What color are Illuminating & Ultimate Gray?

  • Illuminating: bright, cheery yellow with a soft butter note (not neon).
  • Ultimate Gray: medium, stone-like gray with a matte feel; neutral and steady.
  • Together they read like sunlight on concrete—warm spark over a calm base.

Why they were chosen as Color of the Year

  • Yellow signaled optimism and restart energy; gray stood for stability and care.
  • A split pick reflected the “recover and rebuild” mood after a turbulent year.
  • The pair translates easily to print, packaging, merch, and digital shells.

Illuminating & Ultimate Gray values (HEX/RGB/CMYK/CSS copy-ready)

  • Illuminating — HEX #F5DF4D; RGB 245, 223, 77; CMYK 3, 1, 78, 0; CSS --pantone-2021-yellow: #F5DF4D;
  • Ultimate Gray — HEX #939597; RGB 147, 149, 151; CMYK 40, 30, 32, 9; CSS --pantone-2021-gray: #939597;
  • Use gray as the canvas, yellow as the signal to keep UX legible.

Is it warm or cool? Compared with close neighbors

  • Illuminating is warm and bright; cooler than neon lemon, warmer than pastel butter.
  • Ultimate Gray is cool-neutral; darker than silver, lighter than charcoal.
  • Versus warm gray (#A8A29E): Ultimate Gray is crisper, better for copy and dividers.
  • Versus richer yellow (#EAB308): Illuminating is lighter and cleaner, less orange.

Why they read premium (color psychology & mood keywords)

  • Keywords: hope + resilience, balance, clarity, restart.
  • Gray adds sophistication and texture potential (linen, stone); yellow supplies emotion without cheapening when used sparingly.
  • The duo supports storytelling about recovery, care, and reliable optimism.

4 palettes (Style / Home / Brand / UI)

  • Style: #F5DF4D / #939597 / #111827 / #FDFCF7 / #2563EB
  • Home: #F5DF4D / #D4D4D8 / #6B7280 / #F5F3EF / #8B5CF6
  • Brand: #F5DF4D / #0F172A / #E5E7EB / #9CA3AF / #34D399
  • UI: #F5DF4D / #111827 / #1F2937 / #E5E7EB / #60A5FA

How to use it in different scenes (Home / Style / Print / Web)
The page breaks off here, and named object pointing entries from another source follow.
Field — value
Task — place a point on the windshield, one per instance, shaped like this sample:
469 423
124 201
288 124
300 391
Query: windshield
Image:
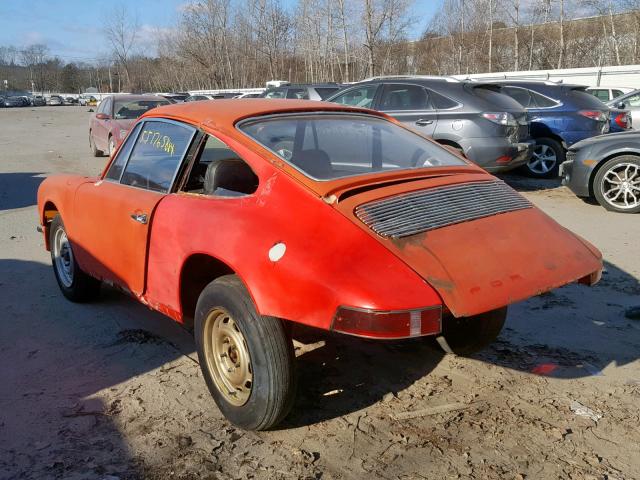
128 110
331 146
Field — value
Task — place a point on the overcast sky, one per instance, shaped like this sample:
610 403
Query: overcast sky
73 28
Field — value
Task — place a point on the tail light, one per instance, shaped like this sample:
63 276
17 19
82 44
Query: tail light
596 115
391 324
501 118
622 120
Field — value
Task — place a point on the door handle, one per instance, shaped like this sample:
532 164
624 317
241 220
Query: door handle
139 217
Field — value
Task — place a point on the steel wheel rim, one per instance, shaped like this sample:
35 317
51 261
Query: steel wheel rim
63 257
620 186
227 357
544 159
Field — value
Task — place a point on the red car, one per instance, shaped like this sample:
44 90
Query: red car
237 218
114 117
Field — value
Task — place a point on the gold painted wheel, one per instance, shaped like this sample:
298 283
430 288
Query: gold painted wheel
227 357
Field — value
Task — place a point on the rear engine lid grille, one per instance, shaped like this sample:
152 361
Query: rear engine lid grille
416 212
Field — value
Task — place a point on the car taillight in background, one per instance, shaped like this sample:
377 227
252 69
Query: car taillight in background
623 120
596 115
501 118
394 324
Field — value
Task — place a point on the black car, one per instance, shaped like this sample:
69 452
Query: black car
560 115
489 128
310 91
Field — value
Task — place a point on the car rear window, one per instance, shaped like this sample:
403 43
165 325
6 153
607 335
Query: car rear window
322 145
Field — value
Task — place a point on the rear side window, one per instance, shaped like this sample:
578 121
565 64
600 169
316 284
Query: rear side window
358 97
156 155
404 97
326 92
585 100
115 170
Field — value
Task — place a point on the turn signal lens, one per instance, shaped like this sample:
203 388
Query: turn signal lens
394 324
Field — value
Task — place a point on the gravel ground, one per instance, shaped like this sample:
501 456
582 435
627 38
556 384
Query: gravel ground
112 390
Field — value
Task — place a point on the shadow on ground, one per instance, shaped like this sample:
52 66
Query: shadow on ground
18 190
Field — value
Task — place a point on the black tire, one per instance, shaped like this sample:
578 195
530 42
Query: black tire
467 335
76 285
536 167
270 395
92 146
601 186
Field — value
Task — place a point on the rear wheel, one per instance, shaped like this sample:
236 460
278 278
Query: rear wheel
92 146
547 156
75 284
616 186
247 360
467 335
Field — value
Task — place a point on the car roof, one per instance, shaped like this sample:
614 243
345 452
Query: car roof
227 112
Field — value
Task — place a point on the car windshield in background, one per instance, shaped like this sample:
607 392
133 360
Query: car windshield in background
132 110
325 147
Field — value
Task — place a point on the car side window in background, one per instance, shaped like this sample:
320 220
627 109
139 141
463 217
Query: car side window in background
520 95
326 92
541 101
358 97
298 93
601 94
156 155
404 97
632 101
115 170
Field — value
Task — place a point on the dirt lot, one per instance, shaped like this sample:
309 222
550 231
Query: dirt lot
112 390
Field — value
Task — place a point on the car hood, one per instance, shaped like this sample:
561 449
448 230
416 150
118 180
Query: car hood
630 136
500 249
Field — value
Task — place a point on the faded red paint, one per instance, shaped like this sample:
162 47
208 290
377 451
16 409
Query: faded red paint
331 259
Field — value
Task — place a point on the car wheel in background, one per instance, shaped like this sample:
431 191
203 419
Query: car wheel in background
547 156
247 359
112 146
467 335
92 146
75 284
616 185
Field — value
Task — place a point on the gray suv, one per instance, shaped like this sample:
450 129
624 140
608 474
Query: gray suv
490 128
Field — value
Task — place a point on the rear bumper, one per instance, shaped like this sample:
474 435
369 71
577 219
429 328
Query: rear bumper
497 154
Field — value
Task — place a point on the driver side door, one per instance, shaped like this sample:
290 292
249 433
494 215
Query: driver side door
113 216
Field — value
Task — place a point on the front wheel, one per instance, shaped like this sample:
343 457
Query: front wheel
247 360
547 156
467 335
616 186
74 283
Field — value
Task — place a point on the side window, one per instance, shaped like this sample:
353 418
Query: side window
298 93
115 170
632 101
404 97
441 102
156 155
520 95
220 171
541 101
358 97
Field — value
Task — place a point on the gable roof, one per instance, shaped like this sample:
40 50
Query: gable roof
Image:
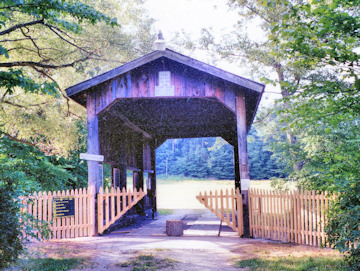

  • Home: Use gray on walls/soft furnishings; add yellow pillows, art, or lighting as accents.
  • Style: Gray coats or denim as base; yellow scarf/bag/knit for the spark.
  • Print: Gray paper or matte finishes as stage; spot yellow for titles, seals, or tabs.
  • Web: Keep layouts gray/off-white; apply yellow to CTAs, notifications, data highlights with dark text for contrast.

Pitfalls to avoid

  • Full-page yellow backgrounds with light text—readability collapses fast.
  • Pairing yellow with equally bright orange/neon pink; it cheapens the palette.
  • Overusing gray without texture; add linen grain, borders, or subtle shadows.
  • Forgetting contrast ratios when yellow is the button background—use dark ink colors.

FAQ

  • Q: Which color should lead? A: Let gray hold surfaces and typography; deploy yellow for highlights and CTAs.
  • Q: Can I use yellow text on gray? A: Only for small badges; main text should be dark on light for accessibility.
  • Q: Does the duo work in dark mode? A: Yes—use deep charcoal as the shell, yellow for accents, and keep gray for cards.
  • Q: How do I make it feel premium? A: Combine with textured paper, embossing, or soft shadows; keep yellow coverage controlled.

Trademark note

Pantone® is a trademark of Pantone LLC. This article is informational and not affiliated with Pantone.